Nicolas Deshayes, Gargouilles

Structure : Le Creux de l’enfer – Centre d’art contemporain d’intérêt national

du 23 octobre 2021 au 6 février 2022

Vernissage : le 22 octobre 2021 à 19h

Commissaires d’exposition : Sophie Auger-Grappin et Keren Detton

Horaires : du mercredi au vendredi, de 14h à 18h et le week-end, de 10h à 18h. Fermeture annuelle du 3 au 18 janvier 2022

Entrée libre et gratuite

Site internet du Creux de l’enfer

Le projet d’exposition de Nicolas Deshayes au Creux de l’enfer a été réalisé grâce au soutien du dispositif Fluxus Art Projects et dans le cadre de sa résidence art-entreprise au sein de Cartolux-Thiers.
Il a reçu le soutien du Centre national des arts plastiques
pour son travail de production.

Nicolas Deshayes s’intéresse aux systèmes circulatoires, tuyauteries domestiques, productions industrielles et processus artisanaux. Il développe une œuvre multiple à l’esthétique abstraite et mutante, se situant quelque part entre deux éléments différents du faire : le geste organique et la production industrielle. Il opère au seuil du liquide et du solide et explore à rebours des surfaces nivelées, attentif à l’expression de la matière et aux contraintes qui la régissent, travaillant l’hybridation des corps à la mécanique d’objets domestiques, dans une relation décomplexée.

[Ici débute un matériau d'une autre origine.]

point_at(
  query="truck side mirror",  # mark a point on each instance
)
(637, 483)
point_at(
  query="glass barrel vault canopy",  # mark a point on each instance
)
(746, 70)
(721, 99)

Né en France en 1983, il a étudié au Chelsea College of Art and Design et au Royal College of Art à Londres avant de s’installer à Douvres dans le Kent. Alors que son œuvre rencontre un écho grandissant au Royaume-Uni, en
Allemagne et en Italie, il présente sa première exposition monographique en France en deux lieux :
• Au Frac Grand Large de Dunkerque, avec un regard sur dix années de production.
• Au centre d’art du Creux de l’enfer à Thiers, où il développe des ensembles d’œuvres issus de nouvelles expériences plastiques menées en fonderie d’art et en thermoformage. Réalisées à partir de la fonte de
différents métaux et plastiques, les œuvres jouent de grossissements organiques et de recherches de matières inédites, trouvant un écho avec la puissance du site de la Vallée des usines.

Sur l’ensemble du rez-de-chaussée du Creux de l’enfer, des fontaines en fonte d’aluminium se présentent sous la forme de lombrics dressés ondulants, se nouant ou s’enroulant à la surface d’un bassin d’eau intérieur. Leurs silhouettes boursoufflées s’animent d’une chorégraphie
gracile et silencieuse, telles les danseuses d’une nage synchronisée exprimant les joies viscérales d’une existence muette. Affairées à un plaisir intime plus ou moins assumé, elles crachent, fouillent, pissent,
éjaculent, semblant célébrer la fertilité des mondes aquatiques et sousterrains. Ce ballet délicat, tout en retenu, contraste avec le vrombissement puissant de la cascade qui se déverse au pied du bâtiment.